Although the Supreme Court has not expressly decided the issue of private vs. government speech with regard to specialty license plates, it has previously held that messages on a license plate are the speech of the driver. In Wooley v. Maynard, 430 U.S. 705 (1977), a majority of the Court recognized that messages on license plates are “readily associated” with the driver and implicate the driver’s free speech rights. The Court noted that the purpose of a message on a license plate is “to advertise the message it bears,” and a license plate is akin to a “mobile billboard,” and a driver is a “courier for such message” expressed on a license plate.

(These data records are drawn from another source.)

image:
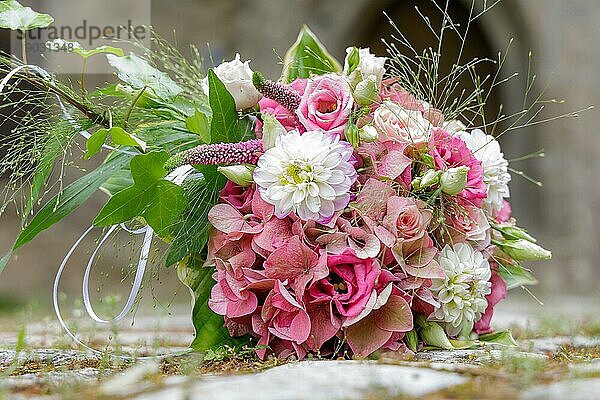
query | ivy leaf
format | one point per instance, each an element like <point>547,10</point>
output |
<point>226,125</point>
<point>308,56</point>
<point>120,180</point>
<point>55,146</point>
<point>191,231</point>
<point>139,74</point>
<point>16,17</point>
<point>77,48</point>
<point>210,329</point>
<point>515,275</point>
<point>119,137</point>
<point>200,125</point>
<point>155,199</point>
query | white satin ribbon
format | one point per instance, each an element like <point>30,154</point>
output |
<point>65,112</point>
<point>177,177</point>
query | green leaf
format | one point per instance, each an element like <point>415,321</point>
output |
<point>70,199</point>
<point>210,329</point>
<point>191,231</point>
<point>226,125</point>
<point>139,74</point>
<point>56,144</point>
<point>165,207</point>
<point>119,137</point>
<point>77,48</point>
<point>158,201</point>
<point>200,125</point>
<point>120,180</point>
<point>308,56</point>
<point>503,338</point>
<point>515,275</point>
<point>16,17</point>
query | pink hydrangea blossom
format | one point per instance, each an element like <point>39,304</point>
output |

If messages on license plates were merely government speech, the Free Speech Clause would not have been implicated in Wooley, and the case would have come out differently.

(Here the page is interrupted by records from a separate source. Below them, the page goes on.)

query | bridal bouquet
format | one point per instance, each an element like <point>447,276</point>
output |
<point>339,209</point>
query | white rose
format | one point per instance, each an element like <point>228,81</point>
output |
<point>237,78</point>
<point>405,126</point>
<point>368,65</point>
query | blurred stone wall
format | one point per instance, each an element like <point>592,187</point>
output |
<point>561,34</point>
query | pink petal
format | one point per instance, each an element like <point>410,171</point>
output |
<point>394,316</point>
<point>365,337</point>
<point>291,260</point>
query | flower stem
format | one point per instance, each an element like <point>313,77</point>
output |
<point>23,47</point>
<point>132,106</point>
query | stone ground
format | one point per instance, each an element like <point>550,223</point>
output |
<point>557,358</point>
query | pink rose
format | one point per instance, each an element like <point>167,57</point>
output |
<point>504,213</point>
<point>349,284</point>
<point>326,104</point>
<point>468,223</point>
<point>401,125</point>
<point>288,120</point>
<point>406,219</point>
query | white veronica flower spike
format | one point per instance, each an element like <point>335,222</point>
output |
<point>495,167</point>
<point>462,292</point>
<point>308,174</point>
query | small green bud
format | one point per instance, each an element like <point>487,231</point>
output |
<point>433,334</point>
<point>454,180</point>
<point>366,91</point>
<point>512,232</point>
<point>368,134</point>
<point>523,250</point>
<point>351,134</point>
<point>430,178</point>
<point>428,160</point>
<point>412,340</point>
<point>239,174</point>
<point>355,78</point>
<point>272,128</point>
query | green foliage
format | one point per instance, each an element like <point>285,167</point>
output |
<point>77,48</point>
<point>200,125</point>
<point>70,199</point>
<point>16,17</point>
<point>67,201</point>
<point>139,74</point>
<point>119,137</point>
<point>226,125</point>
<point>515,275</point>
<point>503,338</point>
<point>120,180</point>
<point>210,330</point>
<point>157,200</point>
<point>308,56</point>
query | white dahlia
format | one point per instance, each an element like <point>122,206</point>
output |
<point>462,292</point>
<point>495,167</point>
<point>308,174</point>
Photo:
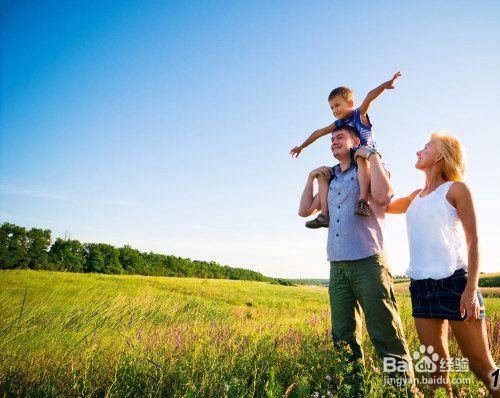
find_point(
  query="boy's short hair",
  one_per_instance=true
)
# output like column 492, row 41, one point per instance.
column 344, row 92
column 351, row 130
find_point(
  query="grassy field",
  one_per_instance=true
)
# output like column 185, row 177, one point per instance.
column 64, row 334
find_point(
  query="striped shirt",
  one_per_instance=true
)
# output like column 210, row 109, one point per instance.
column 352, row 237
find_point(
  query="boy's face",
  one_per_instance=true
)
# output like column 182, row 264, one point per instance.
column 341, row 107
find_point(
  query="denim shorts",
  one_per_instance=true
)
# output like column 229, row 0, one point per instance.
column 440, row 298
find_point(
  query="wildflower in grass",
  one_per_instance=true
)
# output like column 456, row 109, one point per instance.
column 496, row 333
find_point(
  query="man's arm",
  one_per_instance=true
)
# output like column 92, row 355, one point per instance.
column 388, row 85
column 313, row 137
column 400, row 205
column 310, row 204
column 381, row 187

Lastly, every circuit court of appeals to address the issue has held the speech on specialty license plates is private speech. In Arizona Life Coalition, Inc. v. Stanton, 515 F.3d 956 (9th Cir.2008), cert. denied, 555 U.S. 815 (2008), the Ninth Circuit held Arizona’s special organization license plate program was primarily private speech and the restrictions applied to the program had to be viewpoint neutral. In Roach v. Stouffer, 560 F.3d 860 (8th Cir. 2009), the Eighth Circuit held a specialty license plate designed pursuant to Missouri’s organizational license plate program was the private speech of the organization and the vehicle owner. Finally, in Texas Div., Sons of Confederate Veterans, Inc. v. Vandergriff, 759 F.3d 388 (5th Cir. 2014) the Fifth Circuit held a reasonable observer would understand the specialty license plate featuring the Confederate battle flag involved private speech and not the State’s speech. Thus, there have now been three circuit courts of appeals to address the type of specialty plates at issue here, and each one of them has concluded that the specialty plates at issue in this type of program implicate private speech. The speech represented on a specialty license plate submitted by a non-profit organization is not that of the State but that of the driver of the vehicle.

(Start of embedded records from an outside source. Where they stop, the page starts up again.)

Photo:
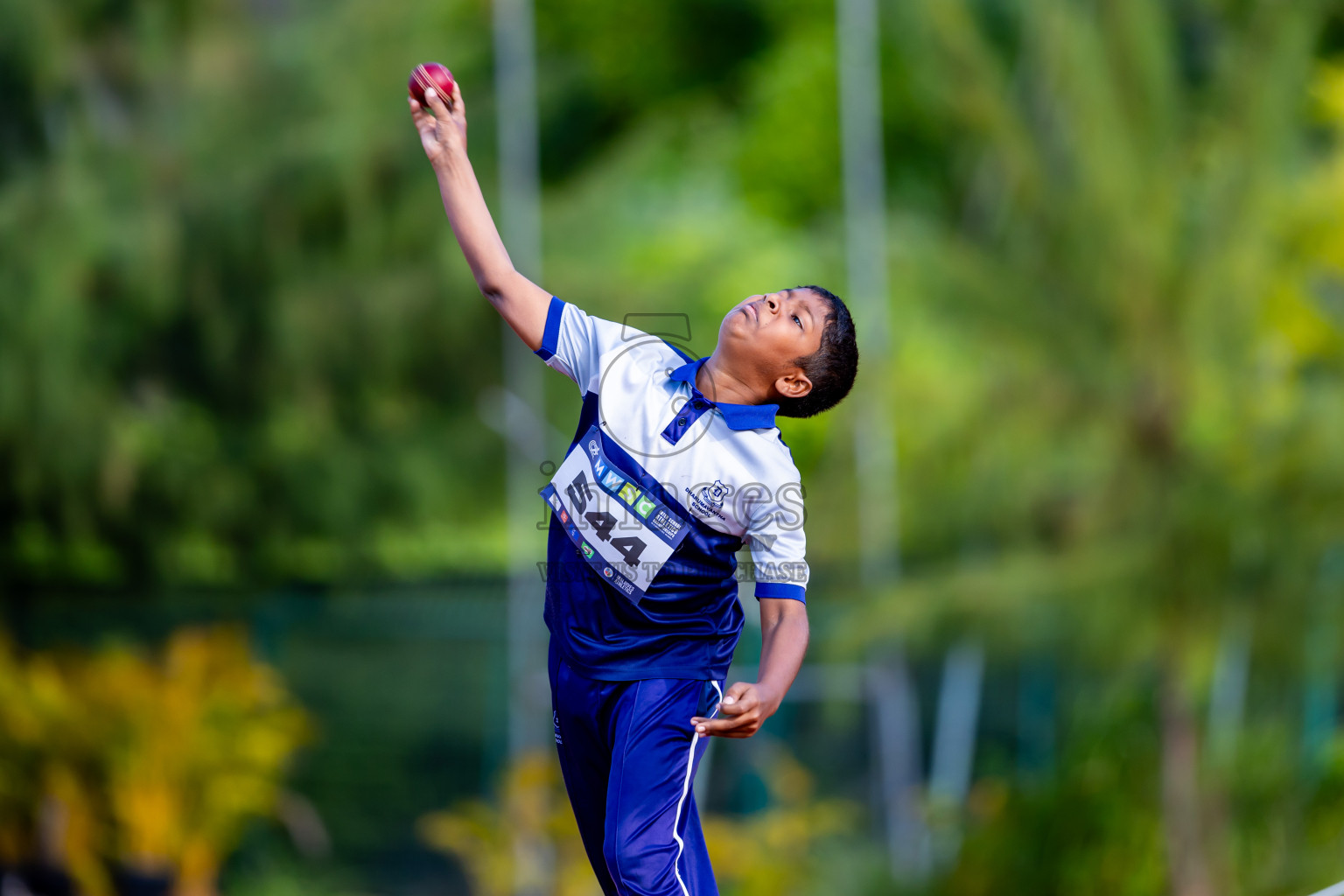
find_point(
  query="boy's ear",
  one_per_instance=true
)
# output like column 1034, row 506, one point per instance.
column 794, row 384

Once the Supreme Court makes the determination that the specialty license plate program in this case publishes the private speech of the driver of the vehicle, then the Court will be asked to decide whether the specific denial of the SCV plate in this case amounted to impermissible viewpoint discrimination in violation of the First Amendment. It is undeniable that the Confederate battle flag is a symbol that evokes passionate viewpoints, both in favor and in opposition. The discussion that arises about the Confederate battle flag is exactly the sort of robust debate that is protected by the First Amendment. When the DMVB rejected the SCV’s license plate, it entered into the debate over the flag’s meaning and endorsed a particular viewpoint. The DMVB gave its opinion that the Confederate battle flag is a symbol of “racism,” and discriminated against those who view the flag as a historic symbol of the Confederate soldier’s sacrifice, independence, and Southern heritage. The DMVB’s rejection of the SCV plate constituted impermissible viewpoint discrimination prohibited by the First Amendment. Further, the explanation given by the DMVB fails to justify the denial. As explained by the Supreme Court in Snyder v. Phelps, 131 S. Ct. 1207 (2011), it has long been an established rule of First Amendment law that speech cannot be curtailed simply because it may be offensive to some. As a result of the foregoing, the Texas DMVB’s denial of SCV’s specialty license plate application amounted to a clear violation of the First Amendment’s Free Speech Clause.